Él intuía que los Malone habían salido de ese mismo barrio o de un ambiente de mierda parecido. Se dedicaban a guardar la comida para los pobres y a dar empleo a toda esa basura adicta al crack. Estaban ya viejos para ir a la cafetería y servir los desayunos asquerosos que ponían allí, pero seguían exigiendo ese tipo de gilipolleces. Becket, como gerente, ya podía pasárselo por el forro de los cojones. Solo era cuestión de hacerles la pelota un poco y cumplir esas peticiones de vez en cuando. Desde luego, ahora se había acabado tanto cachondeo.
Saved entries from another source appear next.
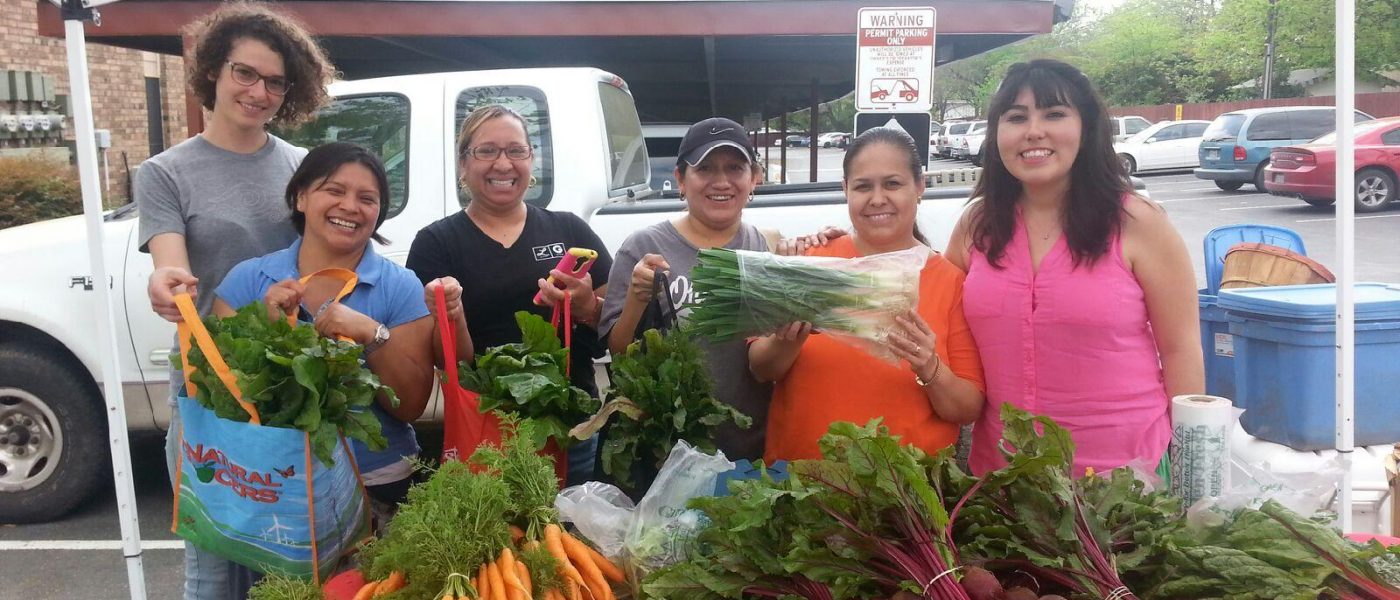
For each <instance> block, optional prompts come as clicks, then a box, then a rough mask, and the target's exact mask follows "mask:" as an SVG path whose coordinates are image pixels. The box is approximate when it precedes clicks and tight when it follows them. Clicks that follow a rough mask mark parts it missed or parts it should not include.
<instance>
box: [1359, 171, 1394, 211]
mask: <svg viewBox="0 0 1400 600" xmlns="http://www.w3.org/2000/svg"><path fill="white" fill-rule="evenodd" d="M1394 199H1396V178H1393V176H1390V173H1387V172H1385V171H1380V169H1361V172H1358V173H1357V213H1375V211H1378V210H1380V208H1385V207H1386V204H1389V203H1392V201H1394Z"/></svg>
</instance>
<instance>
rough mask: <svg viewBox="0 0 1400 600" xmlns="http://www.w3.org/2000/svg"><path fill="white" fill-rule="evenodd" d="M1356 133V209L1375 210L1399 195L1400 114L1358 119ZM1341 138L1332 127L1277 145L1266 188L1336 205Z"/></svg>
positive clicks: (1269, 172) (1264, 188)
mask: <svg viewBox="0 0 1400 600" xmlns="http://www.w3.org/2000/svg"><path fill="white" fill-rule="evenodd" d="M1355 136H1357V137H1355V138H1357V144H1355V152H1357V213H1373V211H1378V210H1382V208H1385V207H1386V204H1389V203H1392V201H1394V200H1396V199H1397V197H1400V196H1397V189H1396V179H1397V176H1396V175H1397V173H1400V116H1393V117H1387V119H1376V120H1368V122H1365V123H1357V126H1355ZM1336 144H1337V134H1336V133H1329V134H1326V136H1322V137H1319V138H1316V140H1313V141H1309V143H1306V144H1302V145H1288V147H1282V148H1274V151H1273V154H1271V155H1270V157H1268V166H1266V168H1264V189H1267V190H1268V193H1271V194H1274V196H1295V197H1299V199H1302V200H1303V201H1306V203H1308V204H1312V206H1331V204H1333V203H1334V201H1336V196H1337V194H1336V180H1337V178H1336V171H1337V166H1336V165H1337V145H1336Z"/></svg>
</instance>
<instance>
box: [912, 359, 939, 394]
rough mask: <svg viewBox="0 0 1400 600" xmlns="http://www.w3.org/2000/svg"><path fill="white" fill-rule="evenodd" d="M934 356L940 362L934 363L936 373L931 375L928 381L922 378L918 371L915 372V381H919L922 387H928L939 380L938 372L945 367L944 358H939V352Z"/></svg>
mask: <svg viewBox="0 0 1400 600" xmlns="http://www.w3.org/2000/svg"><path fill="white" fill-rule="evenodd" d="M934 358H935V359H937V361H938V364H937V365H934V375H930V376H928V380H927V382H925V380H924V378H920V376H918V373H914V382H917V383H918V386H920V387H928V386H930V385H932V383H934V382H937V380H938V372H939V371H942V369H944V359H942V358H938V355H937V354H934Z"/></svg>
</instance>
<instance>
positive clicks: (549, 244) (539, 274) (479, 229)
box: [407, 105, 612, 483]
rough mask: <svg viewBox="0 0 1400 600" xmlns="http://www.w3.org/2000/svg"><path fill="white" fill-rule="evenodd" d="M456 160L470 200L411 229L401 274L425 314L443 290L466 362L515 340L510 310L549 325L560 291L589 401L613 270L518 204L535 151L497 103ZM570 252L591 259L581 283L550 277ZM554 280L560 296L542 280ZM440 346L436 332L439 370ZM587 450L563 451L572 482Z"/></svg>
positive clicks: (588, 454)
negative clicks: (444, 215)
mask: <svg viewBox="0 0 1400 600" xmlns="http://www.w3.org/2000/svg"><path fill="white" fill-rule="evenodd" d="M456 155H458V172H459V178H461V185H462V187H465V189H466V192H468V196H469V197H470V203H469V204H468V206H466V210H463V211H461V213H455V214H452V215H448V217H447V218H442V220H440V221H437V222H433V224H431V225H428V227H426V228H423V229H421V231H419V235H417V236H416V238H414V239H413V246H412V248H410V249H409V260H407V267H409V269H410V270H413V273H416V274H417V276H419V280H421V281H423V283H424V284H426V285H427V288H426V291H424V294H426V298H427V299H428V309H430V310H434V312H435V306H434V305H433V301H431V298H433V292H434V290H435V288H437V287H442V288H444V291H445V295H447V301H448V303H447V310H448V317H449V320H451V322H452V323H454V326H455V327H456V340H458V352H456V354H458V357H459V359H470V358H472V355H473V350H486V348H490V347H494V345H501V344H511V343H518V341H521V333H519V329H518V327H517V324H515V312H518V310H531V312H535V313H538V315H540V316H543V317H546V319H547V317H549V316H550V312H552V310H553V306H554V303H557V302H560V301H561V299H563V298H564V291H567V292H568V295H570V303H571V310H573V319H574V323H573V326H574V327H577V330H575V331H574V334H573V344H574V347H573V352H571V355H570V358H571V361H573V364H571V366H570V373H571V380H573V383H574V385H575V386H578V387H581V389H584V390H588V392H589V393H591V394H594V396H596V394H598V386H596V385H595V383H594V368H592V366H594V365H592V359H594V358H599V357H602V355H603V351H606V347H605V344H602V343H601V341H599V340H598V333H596V326H598V315H599V312H601V308H602V297H603V295H605V294H606V291H608V271H609V270H610V269H612V257H610V256H609V255H608V249H606V248H605V246H603V242H602V241H601V239H599V238H598V235H596V234H594V231H592V229H591V228H589V227H588V224H587V222H584V220H581V218H578V215H574V214H571V213H554V211H550V210H545V208H539V207H535V206H531V204H525V192H526V190H528V189H529V186H531V185H532V178H531V168H532V166H533V158H535V152H533V150H532V145H531V143H529V136H528V134H526V124H525V119H524V117H522V116H521V115H519V113H517V112H515V110H511V109H508V108H505V106H498V105H491V106H482V108H479V109H476V110H472V113H470V115H468V117H466V120H465V122H463V123H462V131H461V133H459V134H458V141H456ZM570 248H587V249H591V250H595V252H598V264H594V266H592V269H591V270H589V273H588V274H585V276H584V277H581V278H575V277H570V276H568V274H567V273H560V271H557V270H553V269H554V266H556V264H559V260H560V259H561V257H563V256H564V252H566V250H568V249H570ZM552 274H553V276H554V281H556V283H560V284H561V285H563V287H564V290H559V288H556V287H554V285H552V284H547V283H546V277H549V276H552ZM535 294H542V295H543V298H545V305H543V306H538V305H535V302H533V298H535ZM468 322H470V327H468ZM441 345H442V344H441V338H440V333H437V330H435V329H434V338H433V347H434V352H435V357H434V358H435V362H437V365H438V366H440V368H441V366H442V355H441ZM592 455H594V449H592V443H580V445H577V446H574V448H573V449H571V450H570V469H568V478H570V481H571V483H573V481H587V480H589V478H592V474H594V464H592V463H594V462H592Z"/></svg>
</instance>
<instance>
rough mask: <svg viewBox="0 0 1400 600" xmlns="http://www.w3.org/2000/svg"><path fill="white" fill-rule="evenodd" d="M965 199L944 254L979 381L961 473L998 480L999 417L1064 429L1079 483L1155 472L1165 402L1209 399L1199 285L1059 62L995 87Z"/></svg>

Los ricos habían decidido que esa era la zona de moda, justo al lado del río, y jóvenes culturetas de todas partes se hacían con un apartamento por allí. Les había oído hablar de la decadencia del mundo y de la belleza en la basura mientras pedían un desayuno con café light. Hablaban de los pobres y de los adictos a las drogas. Pero nunca, nunca, bajo ningún concepto se atrevían a coger el tranvía para cruzar el río.